Beijing - US firm First Solar on Tuesday said it had agreed to build what could become the world's largest solar power plant in China's Inner Mongolia region. Arizona-based First Solar said in a statement that it had signed a memorandum of understanding with the Chinese government to build a 2- gigawatt solar plant near Inner Mongolia's Ordos city. First Solar said Wu Bangguo, the official number two in China's ruling Communist Party, attended the signing ceremony during a visit to Arizona.
"This major commitment to solar power is a direct result of the progressive energy policies being adopted in China to create a sustainable, long-term market for solar and a low carbon future for China," First Solar chief executive Mike Ahearn said at the signing ceremony.

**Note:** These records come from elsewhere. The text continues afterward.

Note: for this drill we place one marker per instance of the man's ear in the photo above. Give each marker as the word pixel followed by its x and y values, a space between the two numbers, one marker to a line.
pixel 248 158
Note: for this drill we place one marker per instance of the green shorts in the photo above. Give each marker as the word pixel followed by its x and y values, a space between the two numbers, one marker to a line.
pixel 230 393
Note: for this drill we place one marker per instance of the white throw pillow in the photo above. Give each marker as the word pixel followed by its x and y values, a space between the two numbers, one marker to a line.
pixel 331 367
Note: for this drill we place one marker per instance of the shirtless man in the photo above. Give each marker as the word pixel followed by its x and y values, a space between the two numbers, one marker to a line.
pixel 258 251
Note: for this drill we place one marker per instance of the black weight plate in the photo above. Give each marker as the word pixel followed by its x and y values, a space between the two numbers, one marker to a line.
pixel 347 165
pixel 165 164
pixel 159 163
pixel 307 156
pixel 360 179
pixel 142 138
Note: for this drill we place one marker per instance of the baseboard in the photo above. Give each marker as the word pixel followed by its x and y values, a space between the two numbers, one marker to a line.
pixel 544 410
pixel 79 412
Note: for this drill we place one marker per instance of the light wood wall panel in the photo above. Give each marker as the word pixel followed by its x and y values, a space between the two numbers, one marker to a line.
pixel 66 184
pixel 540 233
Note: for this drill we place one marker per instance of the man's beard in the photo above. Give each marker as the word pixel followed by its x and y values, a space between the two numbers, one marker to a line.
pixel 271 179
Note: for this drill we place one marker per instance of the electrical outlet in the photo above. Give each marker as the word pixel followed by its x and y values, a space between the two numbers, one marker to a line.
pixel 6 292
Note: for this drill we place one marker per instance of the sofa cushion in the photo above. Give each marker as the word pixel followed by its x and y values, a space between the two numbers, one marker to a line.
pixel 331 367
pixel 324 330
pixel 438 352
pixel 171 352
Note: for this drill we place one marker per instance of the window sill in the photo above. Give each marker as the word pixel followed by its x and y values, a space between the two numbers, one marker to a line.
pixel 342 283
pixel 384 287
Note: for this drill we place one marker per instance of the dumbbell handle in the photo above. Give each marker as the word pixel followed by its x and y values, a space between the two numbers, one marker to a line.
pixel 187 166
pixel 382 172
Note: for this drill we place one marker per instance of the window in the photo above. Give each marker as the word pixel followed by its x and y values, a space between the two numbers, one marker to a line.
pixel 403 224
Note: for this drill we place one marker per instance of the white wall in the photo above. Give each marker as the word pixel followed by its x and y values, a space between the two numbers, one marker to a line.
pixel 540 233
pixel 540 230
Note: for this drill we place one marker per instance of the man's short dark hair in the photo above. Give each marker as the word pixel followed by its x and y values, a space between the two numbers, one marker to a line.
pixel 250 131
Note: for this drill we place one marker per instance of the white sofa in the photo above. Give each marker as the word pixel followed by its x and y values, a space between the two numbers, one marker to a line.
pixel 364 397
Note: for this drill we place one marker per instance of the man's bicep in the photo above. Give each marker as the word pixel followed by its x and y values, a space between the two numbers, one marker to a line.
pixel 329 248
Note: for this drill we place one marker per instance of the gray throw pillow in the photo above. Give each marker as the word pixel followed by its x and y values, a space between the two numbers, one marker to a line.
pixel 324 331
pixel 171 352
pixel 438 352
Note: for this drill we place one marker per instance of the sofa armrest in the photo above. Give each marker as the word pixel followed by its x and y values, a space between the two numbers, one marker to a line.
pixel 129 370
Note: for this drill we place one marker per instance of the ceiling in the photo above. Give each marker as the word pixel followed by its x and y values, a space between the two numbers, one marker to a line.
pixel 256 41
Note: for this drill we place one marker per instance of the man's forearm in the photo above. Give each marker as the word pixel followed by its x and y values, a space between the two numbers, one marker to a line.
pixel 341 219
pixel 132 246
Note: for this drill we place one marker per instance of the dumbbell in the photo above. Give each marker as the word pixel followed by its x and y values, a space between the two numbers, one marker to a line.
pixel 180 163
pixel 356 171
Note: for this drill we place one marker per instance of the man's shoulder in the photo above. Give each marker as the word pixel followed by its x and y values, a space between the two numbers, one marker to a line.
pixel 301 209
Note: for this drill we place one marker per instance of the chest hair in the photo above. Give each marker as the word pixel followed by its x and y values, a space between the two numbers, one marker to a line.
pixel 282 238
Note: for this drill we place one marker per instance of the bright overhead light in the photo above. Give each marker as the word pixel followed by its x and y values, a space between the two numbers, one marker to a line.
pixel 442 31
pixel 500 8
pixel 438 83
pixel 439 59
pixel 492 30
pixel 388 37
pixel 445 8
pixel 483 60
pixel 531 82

"We are proud to be announcing this precedent-setting project today," Ahearn said. "It represents an encouraging step forward toward the mass-scale deployment of solar power worldwide to help mitigate climate change concerns."

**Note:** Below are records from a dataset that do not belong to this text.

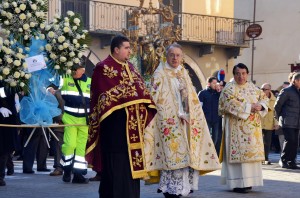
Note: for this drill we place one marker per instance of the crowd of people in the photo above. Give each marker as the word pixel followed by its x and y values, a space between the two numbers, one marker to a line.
pixel 166 134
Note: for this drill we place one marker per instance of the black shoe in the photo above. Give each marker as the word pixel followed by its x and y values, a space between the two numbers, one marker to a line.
pixel 10 172
pixel 67 176
pixel 43 170
pixel 79 179
pixel 240 190
pixel 2 182
pixel 28 171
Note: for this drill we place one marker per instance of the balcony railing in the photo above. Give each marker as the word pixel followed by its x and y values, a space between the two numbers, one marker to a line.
pixel 104 17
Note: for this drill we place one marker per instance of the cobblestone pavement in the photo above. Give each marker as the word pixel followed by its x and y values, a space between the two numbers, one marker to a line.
pixel 278 182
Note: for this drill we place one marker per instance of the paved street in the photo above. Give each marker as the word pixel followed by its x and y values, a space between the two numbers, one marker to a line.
pixel 278 182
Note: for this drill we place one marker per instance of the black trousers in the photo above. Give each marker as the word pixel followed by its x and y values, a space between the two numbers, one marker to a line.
pixel 3 161
pixel 36 148
pixel 290 145
pixel 116 178
pixel 267 136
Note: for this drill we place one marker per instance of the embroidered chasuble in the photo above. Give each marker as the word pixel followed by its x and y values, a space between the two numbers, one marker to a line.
pixel 123 88
pixel 243 127
pixel 171 144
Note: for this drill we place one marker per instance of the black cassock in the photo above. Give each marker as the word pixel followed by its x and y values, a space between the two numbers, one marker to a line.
pixel 116 179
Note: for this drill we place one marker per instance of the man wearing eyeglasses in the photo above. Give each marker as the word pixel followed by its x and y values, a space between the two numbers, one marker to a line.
pixel 242 105
pixel 269 123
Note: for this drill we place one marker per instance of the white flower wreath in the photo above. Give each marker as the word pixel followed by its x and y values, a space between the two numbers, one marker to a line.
pixel 13 70
pixel 66 41
pixel 23 19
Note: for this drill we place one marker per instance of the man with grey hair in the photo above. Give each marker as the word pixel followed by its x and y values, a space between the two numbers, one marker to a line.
pixel 180 139
pixel 269 123
pixel 287 112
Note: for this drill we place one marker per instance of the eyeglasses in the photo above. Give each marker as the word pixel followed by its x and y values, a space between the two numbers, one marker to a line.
pixel 175 55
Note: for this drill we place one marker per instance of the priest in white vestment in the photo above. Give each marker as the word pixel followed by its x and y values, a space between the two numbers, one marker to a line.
pixel 242 105
pixel 178 143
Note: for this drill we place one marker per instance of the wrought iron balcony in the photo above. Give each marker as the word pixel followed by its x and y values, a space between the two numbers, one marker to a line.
pixel 109 18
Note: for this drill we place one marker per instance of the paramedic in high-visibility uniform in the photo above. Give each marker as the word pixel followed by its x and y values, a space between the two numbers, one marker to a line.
pixel 75 90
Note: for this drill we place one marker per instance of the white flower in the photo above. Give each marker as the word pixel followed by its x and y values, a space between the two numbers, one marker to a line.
pixel 56 16
pixel 76 21
pixel 66 45
pixel 32 24
pixel 42 36
pixel 7 51
pixel 70 13
pixel 53 56
pixel 13 83
pixel 23 6
pixel 25 26
pixel 24 65
pixel 17 10
pixel 5 5
pixel 33 6
pixel 19 55
pixel 62 59
pixel 27 76
pixel 56 27
pixel 69 71
pixel 76 60
pixel 9 15
pixel 61 39
pixel 66 29
pixel 48 47
pixel 5 71
pixel 17 63
pixel 71 54
pixel 17 74
pixel 22 16
pixel 69 63
pixel 51 34
pixel 48 27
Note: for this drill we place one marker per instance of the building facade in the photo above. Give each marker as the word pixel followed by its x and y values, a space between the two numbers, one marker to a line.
pixel 211 35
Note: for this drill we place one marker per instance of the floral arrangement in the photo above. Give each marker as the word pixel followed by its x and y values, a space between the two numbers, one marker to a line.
pixel 23 19
pixel 66 42
pixel 13 69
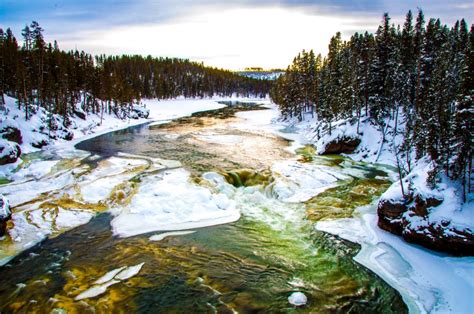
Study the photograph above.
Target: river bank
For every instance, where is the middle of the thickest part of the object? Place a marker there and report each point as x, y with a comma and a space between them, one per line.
125, 179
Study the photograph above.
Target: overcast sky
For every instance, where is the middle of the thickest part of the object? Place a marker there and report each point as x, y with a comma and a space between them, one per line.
230, 34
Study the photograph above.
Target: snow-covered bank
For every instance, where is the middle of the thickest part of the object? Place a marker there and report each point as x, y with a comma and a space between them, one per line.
54, 195
429, 282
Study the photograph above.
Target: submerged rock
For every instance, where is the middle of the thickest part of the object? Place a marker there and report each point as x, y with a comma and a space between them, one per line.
5, 214
410, 219
297, 299
248, 177
339, 145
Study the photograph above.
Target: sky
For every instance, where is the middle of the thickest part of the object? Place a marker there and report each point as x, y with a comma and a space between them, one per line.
232, 34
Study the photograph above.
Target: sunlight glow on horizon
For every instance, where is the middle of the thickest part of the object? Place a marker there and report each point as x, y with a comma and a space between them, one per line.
230, 38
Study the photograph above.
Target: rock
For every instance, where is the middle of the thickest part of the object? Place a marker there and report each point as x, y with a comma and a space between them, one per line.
5, 214
247, 177
39, 144
396, 217
140, 112
12, 134
67, 135
341, 145
9, 152
297, 299
80, 114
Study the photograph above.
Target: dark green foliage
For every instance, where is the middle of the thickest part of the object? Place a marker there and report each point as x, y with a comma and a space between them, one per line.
423, 73
41, 75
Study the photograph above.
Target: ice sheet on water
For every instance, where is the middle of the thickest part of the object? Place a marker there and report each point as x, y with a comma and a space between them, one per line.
428, 282
111, 278
168, 201
161, 236
298, 182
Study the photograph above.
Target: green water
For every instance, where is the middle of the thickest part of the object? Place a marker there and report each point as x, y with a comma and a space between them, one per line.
249, 266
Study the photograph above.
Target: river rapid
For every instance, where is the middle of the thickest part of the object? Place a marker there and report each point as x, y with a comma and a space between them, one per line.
210, 213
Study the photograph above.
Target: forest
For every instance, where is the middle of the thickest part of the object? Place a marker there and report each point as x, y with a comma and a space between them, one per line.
419, 75
40, 74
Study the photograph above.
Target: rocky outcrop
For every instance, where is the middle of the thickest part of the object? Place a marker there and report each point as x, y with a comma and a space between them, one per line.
39, 144
410, 219
9, 152
341, 145
247, 177
80, 114
12, 134
5, 214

The Ordos solar power planet would be completed over 10 years, the US company said. Phase 1 would be a 30-megawatt demonstration project scheduled to start construction by June 1, 2010.

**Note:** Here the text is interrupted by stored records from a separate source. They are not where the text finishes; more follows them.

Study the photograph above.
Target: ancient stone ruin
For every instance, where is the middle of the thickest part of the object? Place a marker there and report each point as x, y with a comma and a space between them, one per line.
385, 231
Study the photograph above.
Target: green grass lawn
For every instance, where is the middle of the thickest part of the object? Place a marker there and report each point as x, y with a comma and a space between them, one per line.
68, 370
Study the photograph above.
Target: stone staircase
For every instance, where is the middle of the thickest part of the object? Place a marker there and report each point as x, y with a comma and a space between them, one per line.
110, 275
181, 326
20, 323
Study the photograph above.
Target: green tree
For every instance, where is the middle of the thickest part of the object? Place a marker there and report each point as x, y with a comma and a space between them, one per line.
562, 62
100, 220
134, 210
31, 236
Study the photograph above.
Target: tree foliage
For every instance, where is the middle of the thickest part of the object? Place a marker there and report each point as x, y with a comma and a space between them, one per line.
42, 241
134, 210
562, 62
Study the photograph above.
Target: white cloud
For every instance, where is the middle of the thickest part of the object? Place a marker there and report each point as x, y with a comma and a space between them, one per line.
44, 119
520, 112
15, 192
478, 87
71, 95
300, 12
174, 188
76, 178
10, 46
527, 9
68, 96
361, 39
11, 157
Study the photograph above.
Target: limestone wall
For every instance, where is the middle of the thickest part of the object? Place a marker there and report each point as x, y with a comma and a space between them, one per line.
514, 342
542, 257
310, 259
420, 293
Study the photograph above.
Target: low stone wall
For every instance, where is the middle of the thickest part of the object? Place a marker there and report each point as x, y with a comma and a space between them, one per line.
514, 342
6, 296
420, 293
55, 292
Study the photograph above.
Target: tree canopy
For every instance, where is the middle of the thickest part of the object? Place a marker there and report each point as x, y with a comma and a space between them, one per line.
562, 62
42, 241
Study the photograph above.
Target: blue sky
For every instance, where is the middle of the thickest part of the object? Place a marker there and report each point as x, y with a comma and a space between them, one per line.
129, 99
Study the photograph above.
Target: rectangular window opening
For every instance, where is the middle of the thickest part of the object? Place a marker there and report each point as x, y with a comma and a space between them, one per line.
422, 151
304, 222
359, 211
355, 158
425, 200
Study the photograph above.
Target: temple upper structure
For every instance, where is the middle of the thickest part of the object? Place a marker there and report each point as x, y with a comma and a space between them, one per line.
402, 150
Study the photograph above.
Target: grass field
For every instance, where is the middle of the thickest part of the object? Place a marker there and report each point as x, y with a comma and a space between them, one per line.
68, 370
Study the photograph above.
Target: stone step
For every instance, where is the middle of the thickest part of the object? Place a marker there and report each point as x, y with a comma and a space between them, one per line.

Phases 2, 3 and 4 were scheduled to add 100 megawatts, 870 megawatts and 1,000 megawatts with completion in 2014 for the first two and 2019 for the final phase, the company said in a statement.
China had guaranteed the long-term pricing of electricity from the plant through a "feed-in tariff" which would be "critical to this project", Ahearn said.
"We are very pleased to be partnering with one of the solar industry's global technology leaders in a project of such significance to Ordos's low carbon future," it quoted Cao Zhichen, the vice mayor of Ordos, as saying.